Angkor Wat features a gallery with hundreds of meters of fine bas-relief carvings representing various Hindu legends. And more than 20 000 apsaras like these adorn the temple - it's easy to overdose when exposed to so many of them so don't plan to spend more than four or five days exploring Angkor unless you're really into Hindu mythology.
One of the most famous temples of Angkor, Ta Prohm's claim to fame is that is it is the only temple that has been left as it was found by French explorers early in this century. Huge fig trees like this one have invaded the temple and are hastening its deterioration - when this tree dies it will no longer hold together the stones that it has displaced and they will join the hundreds of others than lie strewn across the ground.

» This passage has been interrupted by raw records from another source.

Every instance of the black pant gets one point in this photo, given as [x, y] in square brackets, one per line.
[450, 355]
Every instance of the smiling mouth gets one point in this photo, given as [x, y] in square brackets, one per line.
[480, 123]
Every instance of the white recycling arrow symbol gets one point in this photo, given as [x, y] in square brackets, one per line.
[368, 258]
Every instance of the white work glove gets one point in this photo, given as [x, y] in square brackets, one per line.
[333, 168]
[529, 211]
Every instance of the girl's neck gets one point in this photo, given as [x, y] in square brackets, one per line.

This little girl was rather angry with me - I had run out of dollar bills and her appeals for money went unheeded. There are dozens of beggars in each of the most popular temples - many missing arms or legs - but they are less aggressive than in many of the countries we have visited (parts of Bali were the worst). Here in Angkor, they will ask for money a couple of times but if you refuse they will not pester you or follow you. It's always difficult to know how much to give - it's obvious that by giving money you are making these people more dependent on charity and it's also obvious that tourists following you are more likely to be bothered.
"The Royal Bath". A chapel to Kama, God of Love. The spot would suit the temper of the strange power, terribly strong and yet terribly tender, of that passion which carries away kingdoms, empires, whole worlds, and inhabits also the humblest dwellings...
Phra Khan is not visited by many tourists and this is one reason why it was one of our favorite temples. It's larger than many, with some endless corridors, and an American organization seems to have taken charge of its restoration. It must be said that this temple has been particularly badly damaged over the centuries - especially by Moslems offended by the large number of linga (phallic symbols) in this temple.
This apsara caught my attention as the sunlight bouncing off the floor gave an unusual lighting effect.
"The ancestor Som". Typical of the later period of the Bayon style with three enclosures. The various buildings which still stand are in an advanced state of ruin. When a tree dies, the dislodged, unsupported stones fall. Many were looted long ago, probably for their magical powers. This temple is small and not overrun by tourists we liked the tranquility and also came across an overgrown tower behind the main temple with the characteristic four large Buddha heads. Very pretty in the late afternoon sun.
The apsara at right caught my attention for her remarkable beauty and good state of preservation.
One of the entrances to the Great City. Undeniably an expression of the highest genius, it carries symbols of the two related faiths, Buddhist and Hindu. Just as JavararmanVII's faith, Buddhism, had been tolerated for centuries when Hinduism was the state religion, so was the reverse true. As the kings stopped worshipping Hindu gods, Buddhism became the sole faith. In time, the Khmer people came to view much of Angkor as both pagan and alien.
At the center of the last city of Angkor and perhaps a microcosm of the kingdom with representations of all the major divinities- Buddhist to the south and east and Hindu to the north and west. With bas-reliefs of commoners as well as gods, it is disintegrating because of poor construction.
Nowhere in the world other than Angkor has towers with Buddha faces like this facing in all four directions. The Bayon has dozens of them.
The Royal Plaza is a long raised platform overlooking a vast open space where the populace could gather to listen to their king or witness processions of the armies, complete with elephants.
The south end of the platform is called the Elephant Terrace and carries many elephant sculptures, the north end is the Terrace of the Leper King and carries a sculpture of a naked king who may have had leprosy. We found these bas-reliefs sandwiched between the inner and outer walls surrounding the Terrace of the Leper King - this narrow space had been filled for centuries so the bas-reliefs were only recently discovered and are in good condition.